Objective: The aim of this study was to describe aspects of stigma and discrimination experienced by people with albinism (PWA) in Togo in 2020.

Patients and Methods: This is cross-sectional study, conducted over a period of three-months period from march to May 2020 among PWAs living in Lomé (Togo) to gather their experiences of stigma and discrimination.

Results: A total of 60 PWAs were interviewed. Their median age was 28.0 years and the sex ratio (M/F) was 1.5. Oculocutaneous albinism was of natural cause according to the majority of respondents (n=58; 96.7%). Stigmatization by a third party (n=40; 66.7%) was the major form of stigmatization experienced by PWAs, followed by self-stigmatisation (n=13; 21.7%). People who were victims of external stigmatisation were more likely to be victims of self-stigmatization than those who were not (37.5%).
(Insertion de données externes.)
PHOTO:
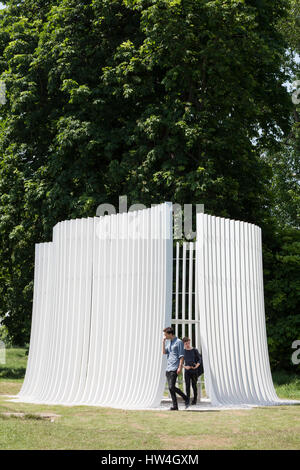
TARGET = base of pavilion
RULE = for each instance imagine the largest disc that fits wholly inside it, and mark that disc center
(203, 405)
The main aspects of stigmatisation by a third party were aggressions/threats (verbal/physical) (92.5%), exclusion from social events (25.0%) and difficulties in accessing housing or refusal of employment (25.0%). Self-stigmatisation was manifested mainly by a permanent feeling of shame in 61.5% of PWAs, self-devaluation in 30.8% of them, leading to suicidal ideation in 23.1%.

Conclusion: Stigma affects more than two-thirds of PWA in Togo. The demystification of false beliefs concerning albinism is essential and it is necessary to integrate a psychological component in their care.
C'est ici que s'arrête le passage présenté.